The dashboard changed from a visual report to a decision-making tool over time. It helped both technical and non-technical users stay ahead of changes in demand.
Lessons Learned
Reflecting on the journey, numerous insights emerge:
- Small details matter. Often, the least glamorous columns (such as day tags or event flags) make the most difference in accuracy.
- Data pipelines require precision. Even the most advanced models might be hampered by inconsistencies in input formats or missing data points.
- Logging and debugging are invaluable. Paying close attention to logs enabled us to detect quiet mistakes before they became major concerns.
- Model success is both technical and behavioral. Understanding user behavior rather than simply crunching numbers resulted in the most accurate projections.
- Iteration leads to insights. Regular testing, feedback, and adjustment allowed us to identify edge cases and find better approaches to tune performance.
- Empathy for real-world use is essential. A prediction is only useful if it reflects how people use energy, not just how the data appears on paper.
- Transparency promotes trust. We contributed to increased faith in the system’s outcomes by explaining how predictions were formed and illustrating important impacting aspects.
What comes next?
With a reliable system in place, we’re looking for enhancements.

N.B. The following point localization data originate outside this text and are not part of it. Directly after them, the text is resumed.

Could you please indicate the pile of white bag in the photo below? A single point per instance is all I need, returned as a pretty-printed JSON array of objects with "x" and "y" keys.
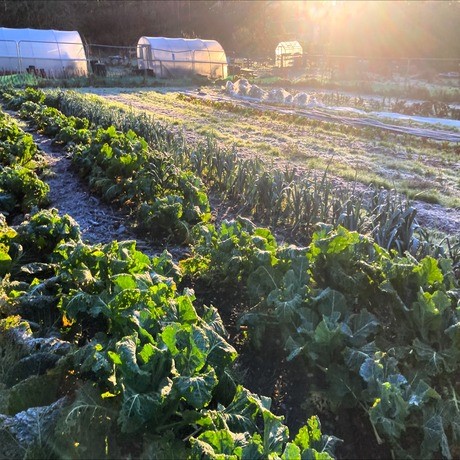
[{"x": 243, "y": 89}]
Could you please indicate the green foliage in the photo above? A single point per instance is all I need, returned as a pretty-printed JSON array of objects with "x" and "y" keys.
[
  {"x": 382, "y": 328},
  {"x": 21, "y": 190}
]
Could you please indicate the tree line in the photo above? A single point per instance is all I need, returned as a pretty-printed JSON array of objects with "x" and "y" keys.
[{"x": 387, "y": 29}]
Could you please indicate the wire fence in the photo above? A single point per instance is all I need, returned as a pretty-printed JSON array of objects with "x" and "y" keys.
[{"x": 70, "y": 60}]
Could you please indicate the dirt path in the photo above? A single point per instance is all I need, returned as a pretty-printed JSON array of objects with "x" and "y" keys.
[
  {"x": 317, "y": 114},
  {"x": 303, "y": 147}
]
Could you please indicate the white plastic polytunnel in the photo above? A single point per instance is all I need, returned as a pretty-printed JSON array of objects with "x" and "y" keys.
[
  {"x": 172, "y": 57},
  {"x": 50, "y": 53},
  {"x": 285, "y": 53}
]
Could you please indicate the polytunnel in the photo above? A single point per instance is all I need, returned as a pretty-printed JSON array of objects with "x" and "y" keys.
[
  {"x": 173, "y": 57},
  {"x": 287, "y": 52},
  {"x": 50, "y": 53}
]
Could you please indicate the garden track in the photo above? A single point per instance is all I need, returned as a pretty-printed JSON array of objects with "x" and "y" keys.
[{"x": 318, "y": 114}]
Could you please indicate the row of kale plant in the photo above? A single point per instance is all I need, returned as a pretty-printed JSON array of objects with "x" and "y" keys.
[
  {"x": 378, "y": 332},
  {"x": 106, "y": 359},
  {"x": 163, "y": 199},
  {"x": 279, "y": 199},
  {"x": 321, "y": 312}
]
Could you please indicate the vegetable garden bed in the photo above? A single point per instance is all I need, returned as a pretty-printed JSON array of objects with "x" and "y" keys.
[{"x": 373, "y": 334}]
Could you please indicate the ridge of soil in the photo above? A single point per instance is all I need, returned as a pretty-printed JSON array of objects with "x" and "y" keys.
[
  {"x": 432, "y": 216},
  {"x": 263, "y": 372}
]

- Expanding to multi-building configurations for more comprehensive research.
- Enable smart warnings when anomalies are found.
- Adding environmental and sustainability criteria to the forecasting reasoning
- Creating user-friendly tools to investigate “what-if” scenarios using historical trends.

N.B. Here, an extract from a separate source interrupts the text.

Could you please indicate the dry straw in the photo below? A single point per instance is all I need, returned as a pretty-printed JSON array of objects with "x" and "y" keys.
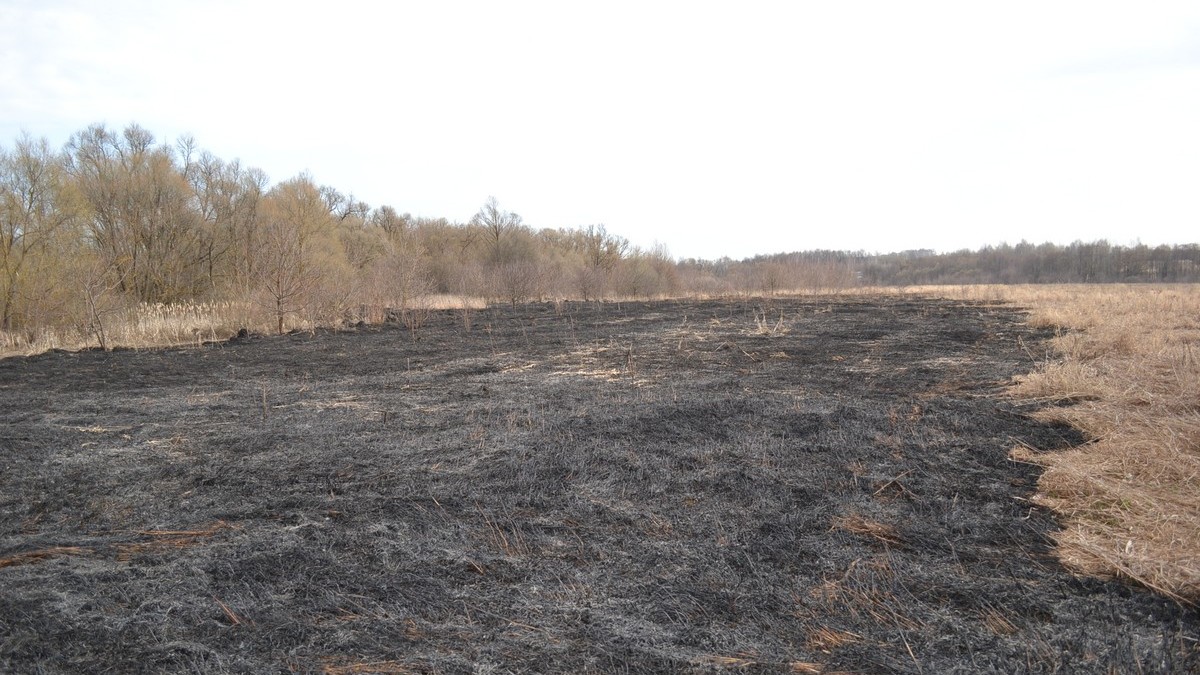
[{"x": 1123, "y": 371}]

We also intend to apply what we’ve learned from this method to other utilities and usage forecasting challenges.
Final Thoughts
This experiment demonstrated that successful forecasting is more than simply using models. It’s about empathizing with the data, understanding its surroundings, and adjusting systems to match real-world behavior.
Forecasting is ultimately a form of narrative, with data serving as the narrator and behavior as the storyline. And, with each accomplishment and loss, the journey has been one of ongoing learning, adjustment, and improvement.
To anyone pursuing a similar path: Start with the basics, listen to your data, and never underestimate the importance of getting the little things right.
Finally, it is more than merely anticipating energy. It’s about anticipating change and converting insights into action.
The views and opinions expressed in this blog are those of the author and do not necessarily reflect the official policy, position, or views of nhance.ai or its affiliates. All content provided is for informational purposes only.